また、袋が正常下垂体を圧迫したり、袋の中の粘液が下垂体に炎症をおこして下垂体ホルモン分泌が低下することがあります。

下垂体ホルモン分泌が低下すると
  • 体がだるい
  • 寒がりになる。むくむ。
  • 尿量が多くなり非常にのどが渇く、トイレに行く回数が多くなる。
  • 月経(生理)がなくなる。 などの症状が生じます。

袋の中の粘液が脳のまわりに漏れるとその炎症により強い頭痛が生じることがあります。繰り返し頭痛がおこる原因となることがあります。

治療の必要がありますか?

ラトケ嚢胞は視力視野障害があるとき、下垂体ホルモン異常があるときには絶対に手術が必要です。

頭痛のみの場合はこれが頭痛の原因でないこともあるので、手術しても改善するとは限らず、絶対手術が必要とは言えませんが、頭痛の原因となることもあるため繰り返す頭痛がある場合は手術を行うと改善することがあります。

治療の方法は?

手術しかありません。

経鼻的手術を行います。

鼻の穴から手術します。

袋ごと摘出すればもちろん再発はありませんが、嚢胞壁が正常下垂体に強く癒着していることが多く、袋ごと摘出すると下垂体機能障害が生じてホルモン補充療法が必要となります。このため、通常は袋の中身を抜くだけです。

手術時間はおよそ2~3時間です。

経鼻的手術についてはこちら

治療の期間は?

手術までに数日間の検査期間が必要です。手術後退院まではおよそ1週間、全部で10日間ほど入院が必要です。

再発はありませんか?

ラトケ嚢胞は良性の嚢胞ですが再増大しやすいという特徴もあります。多くの場合は嚢胞の粘液を抜くだけで再発しませんが、10~20%の方で再発します。

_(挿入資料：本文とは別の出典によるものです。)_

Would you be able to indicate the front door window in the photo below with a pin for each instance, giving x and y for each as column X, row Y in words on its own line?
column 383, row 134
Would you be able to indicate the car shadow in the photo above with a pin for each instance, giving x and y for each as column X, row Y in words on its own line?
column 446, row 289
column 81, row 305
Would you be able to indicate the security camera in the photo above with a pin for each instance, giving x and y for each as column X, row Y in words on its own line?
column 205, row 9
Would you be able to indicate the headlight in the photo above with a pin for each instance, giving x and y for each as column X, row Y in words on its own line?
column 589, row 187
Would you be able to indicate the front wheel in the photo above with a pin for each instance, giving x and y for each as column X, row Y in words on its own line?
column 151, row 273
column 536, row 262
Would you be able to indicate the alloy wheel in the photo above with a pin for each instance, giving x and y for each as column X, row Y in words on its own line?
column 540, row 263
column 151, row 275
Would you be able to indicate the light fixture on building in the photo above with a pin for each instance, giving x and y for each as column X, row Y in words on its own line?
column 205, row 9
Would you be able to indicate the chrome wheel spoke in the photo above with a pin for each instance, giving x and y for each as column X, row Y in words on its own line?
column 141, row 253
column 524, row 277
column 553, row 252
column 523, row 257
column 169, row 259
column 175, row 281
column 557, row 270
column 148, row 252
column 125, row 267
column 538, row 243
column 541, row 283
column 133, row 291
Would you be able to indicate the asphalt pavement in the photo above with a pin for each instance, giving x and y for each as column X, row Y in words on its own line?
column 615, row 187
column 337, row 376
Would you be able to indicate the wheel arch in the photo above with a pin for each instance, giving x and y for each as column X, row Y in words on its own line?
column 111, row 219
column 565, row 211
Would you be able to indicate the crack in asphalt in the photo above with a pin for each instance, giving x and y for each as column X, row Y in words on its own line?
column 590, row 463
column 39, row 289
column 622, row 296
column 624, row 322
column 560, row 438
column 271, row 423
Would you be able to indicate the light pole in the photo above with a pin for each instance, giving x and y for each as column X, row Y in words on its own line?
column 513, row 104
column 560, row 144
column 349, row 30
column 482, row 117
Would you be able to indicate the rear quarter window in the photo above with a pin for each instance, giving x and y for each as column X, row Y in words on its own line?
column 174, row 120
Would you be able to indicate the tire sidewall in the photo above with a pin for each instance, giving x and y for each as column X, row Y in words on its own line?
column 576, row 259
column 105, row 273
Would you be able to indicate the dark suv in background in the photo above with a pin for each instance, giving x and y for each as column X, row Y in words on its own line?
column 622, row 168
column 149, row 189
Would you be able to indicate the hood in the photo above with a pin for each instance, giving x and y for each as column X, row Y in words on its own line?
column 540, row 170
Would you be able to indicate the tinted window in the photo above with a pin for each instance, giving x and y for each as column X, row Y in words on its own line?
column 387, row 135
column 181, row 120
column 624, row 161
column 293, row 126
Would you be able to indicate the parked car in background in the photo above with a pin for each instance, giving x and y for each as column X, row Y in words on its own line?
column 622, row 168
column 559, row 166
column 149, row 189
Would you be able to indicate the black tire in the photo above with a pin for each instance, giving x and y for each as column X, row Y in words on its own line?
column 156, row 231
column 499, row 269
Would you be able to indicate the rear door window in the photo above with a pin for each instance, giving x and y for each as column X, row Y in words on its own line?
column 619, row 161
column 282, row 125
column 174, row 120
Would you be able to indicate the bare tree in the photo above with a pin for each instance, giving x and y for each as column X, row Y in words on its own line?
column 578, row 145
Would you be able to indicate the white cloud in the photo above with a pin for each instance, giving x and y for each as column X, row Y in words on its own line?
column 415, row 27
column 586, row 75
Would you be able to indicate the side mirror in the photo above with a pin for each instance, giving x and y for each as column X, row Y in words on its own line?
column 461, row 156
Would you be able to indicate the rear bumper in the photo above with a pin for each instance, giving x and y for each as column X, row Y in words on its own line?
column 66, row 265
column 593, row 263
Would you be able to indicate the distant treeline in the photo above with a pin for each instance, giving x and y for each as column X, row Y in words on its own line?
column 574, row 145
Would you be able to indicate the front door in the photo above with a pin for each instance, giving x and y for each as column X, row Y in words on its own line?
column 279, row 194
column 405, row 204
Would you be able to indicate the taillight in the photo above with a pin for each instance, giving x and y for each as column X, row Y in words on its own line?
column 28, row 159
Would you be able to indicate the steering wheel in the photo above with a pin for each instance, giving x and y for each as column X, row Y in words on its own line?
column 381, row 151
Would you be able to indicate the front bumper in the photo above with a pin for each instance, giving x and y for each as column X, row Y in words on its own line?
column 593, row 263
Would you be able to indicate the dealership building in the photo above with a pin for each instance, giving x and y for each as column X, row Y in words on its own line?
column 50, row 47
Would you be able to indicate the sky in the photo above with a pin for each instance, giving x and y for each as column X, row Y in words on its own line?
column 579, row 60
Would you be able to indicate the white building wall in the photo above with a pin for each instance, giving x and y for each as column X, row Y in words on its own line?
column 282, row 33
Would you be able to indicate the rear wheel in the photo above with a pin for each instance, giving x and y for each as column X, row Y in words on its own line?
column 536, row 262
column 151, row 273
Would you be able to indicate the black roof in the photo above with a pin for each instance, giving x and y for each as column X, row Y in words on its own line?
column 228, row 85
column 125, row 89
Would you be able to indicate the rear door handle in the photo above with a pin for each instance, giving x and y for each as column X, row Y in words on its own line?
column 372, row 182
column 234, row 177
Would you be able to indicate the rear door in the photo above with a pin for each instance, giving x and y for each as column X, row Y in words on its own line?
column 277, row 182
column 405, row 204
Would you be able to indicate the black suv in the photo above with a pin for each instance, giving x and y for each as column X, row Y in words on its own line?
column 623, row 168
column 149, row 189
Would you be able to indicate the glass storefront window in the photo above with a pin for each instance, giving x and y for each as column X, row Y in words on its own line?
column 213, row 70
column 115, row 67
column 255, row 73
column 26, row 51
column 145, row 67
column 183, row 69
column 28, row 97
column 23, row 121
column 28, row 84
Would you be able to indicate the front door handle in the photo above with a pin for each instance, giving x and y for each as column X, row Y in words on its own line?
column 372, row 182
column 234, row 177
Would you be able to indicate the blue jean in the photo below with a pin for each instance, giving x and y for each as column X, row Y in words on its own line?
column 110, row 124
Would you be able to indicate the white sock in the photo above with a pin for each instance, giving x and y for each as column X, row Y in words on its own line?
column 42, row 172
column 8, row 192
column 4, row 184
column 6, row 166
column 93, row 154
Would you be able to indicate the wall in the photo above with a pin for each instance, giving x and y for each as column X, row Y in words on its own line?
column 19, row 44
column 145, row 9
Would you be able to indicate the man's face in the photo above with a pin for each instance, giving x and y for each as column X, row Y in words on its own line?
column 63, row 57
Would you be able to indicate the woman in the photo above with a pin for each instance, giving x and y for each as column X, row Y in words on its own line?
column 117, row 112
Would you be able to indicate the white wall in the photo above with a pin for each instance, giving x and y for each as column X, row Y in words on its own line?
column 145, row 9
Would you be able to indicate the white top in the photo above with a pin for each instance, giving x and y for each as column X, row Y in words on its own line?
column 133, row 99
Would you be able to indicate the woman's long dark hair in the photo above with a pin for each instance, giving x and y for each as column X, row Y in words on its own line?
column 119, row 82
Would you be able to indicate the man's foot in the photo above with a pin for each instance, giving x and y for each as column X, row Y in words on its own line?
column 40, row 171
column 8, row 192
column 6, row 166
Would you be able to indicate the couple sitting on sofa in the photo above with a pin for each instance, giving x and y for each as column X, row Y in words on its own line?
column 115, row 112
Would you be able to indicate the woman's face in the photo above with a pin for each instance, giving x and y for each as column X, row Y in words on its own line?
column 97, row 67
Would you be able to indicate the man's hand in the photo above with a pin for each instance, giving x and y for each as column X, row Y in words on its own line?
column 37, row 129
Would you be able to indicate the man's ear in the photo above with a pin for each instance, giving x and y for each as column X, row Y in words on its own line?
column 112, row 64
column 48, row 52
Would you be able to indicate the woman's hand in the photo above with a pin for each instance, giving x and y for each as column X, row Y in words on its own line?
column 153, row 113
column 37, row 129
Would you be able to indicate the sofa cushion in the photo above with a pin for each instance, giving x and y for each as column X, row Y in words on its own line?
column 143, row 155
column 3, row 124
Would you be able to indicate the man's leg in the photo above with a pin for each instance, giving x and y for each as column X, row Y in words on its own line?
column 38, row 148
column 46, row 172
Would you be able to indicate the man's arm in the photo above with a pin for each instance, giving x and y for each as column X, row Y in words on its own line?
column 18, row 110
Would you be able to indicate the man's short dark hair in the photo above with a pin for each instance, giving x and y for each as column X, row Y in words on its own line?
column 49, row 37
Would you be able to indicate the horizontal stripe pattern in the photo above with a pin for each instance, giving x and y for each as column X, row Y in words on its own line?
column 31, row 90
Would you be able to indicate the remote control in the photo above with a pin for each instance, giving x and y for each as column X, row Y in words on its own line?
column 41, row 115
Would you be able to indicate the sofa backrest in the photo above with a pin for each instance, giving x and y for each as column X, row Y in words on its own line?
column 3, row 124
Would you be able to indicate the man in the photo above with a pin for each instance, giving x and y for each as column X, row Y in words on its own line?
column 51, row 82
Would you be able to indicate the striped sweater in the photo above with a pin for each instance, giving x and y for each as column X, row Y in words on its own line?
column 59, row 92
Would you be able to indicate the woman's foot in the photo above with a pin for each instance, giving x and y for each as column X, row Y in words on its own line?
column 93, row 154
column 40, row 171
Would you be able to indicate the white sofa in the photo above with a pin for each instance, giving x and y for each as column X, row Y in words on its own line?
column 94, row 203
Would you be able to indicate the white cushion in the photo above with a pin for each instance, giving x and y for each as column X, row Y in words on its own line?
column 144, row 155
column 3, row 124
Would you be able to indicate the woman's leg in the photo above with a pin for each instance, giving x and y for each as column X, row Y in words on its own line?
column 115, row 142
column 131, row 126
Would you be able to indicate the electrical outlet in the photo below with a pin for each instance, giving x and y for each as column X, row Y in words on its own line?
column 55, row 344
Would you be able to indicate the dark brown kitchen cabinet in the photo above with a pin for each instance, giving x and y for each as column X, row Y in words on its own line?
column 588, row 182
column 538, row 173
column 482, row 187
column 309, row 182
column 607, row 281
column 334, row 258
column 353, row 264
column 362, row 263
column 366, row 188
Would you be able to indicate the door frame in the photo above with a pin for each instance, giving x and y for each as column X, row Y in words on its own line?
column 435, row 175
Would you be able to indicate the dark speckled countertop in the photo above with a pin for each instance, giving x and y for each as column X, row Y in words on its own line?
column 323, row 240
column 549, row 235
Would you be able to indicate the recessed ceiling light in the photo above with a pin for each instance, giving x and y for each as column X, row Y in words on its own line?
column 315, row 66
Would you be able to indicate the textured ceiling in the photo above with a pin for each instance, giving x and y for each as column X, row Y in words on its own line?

ただ、再発しても再度手術が必要になる方は10%以下です。

偶然見つかった場合も治療が必要ですか?

偶然見つかったラトケ嚢胞の経過をみていくと、その後大きくなって手術が必要になる方は10%程度(10人に1人くらい)です。

半数の方は袋の大きさが変化しません。袋が消失する方が20%程度、大きくなったり小さくなったりを繰り返す方が20%程度です。ですから、偶然見つかって症状がない場合は経過をみてもかまいません。

ただし、袋が大きくなって症状が出たり、袋が大きくならなくても下垂体ホルモン分泌が悪くなることがあります。また、頭蓋咽頭腫というラトケ嚢胞よりたちの悪い(必ず大きくなって脳を圧迫して命に関わる)腫瘍の初期段階をみている可能性がありますので定期的(6ヵ月~1年毎)な検査が必要です。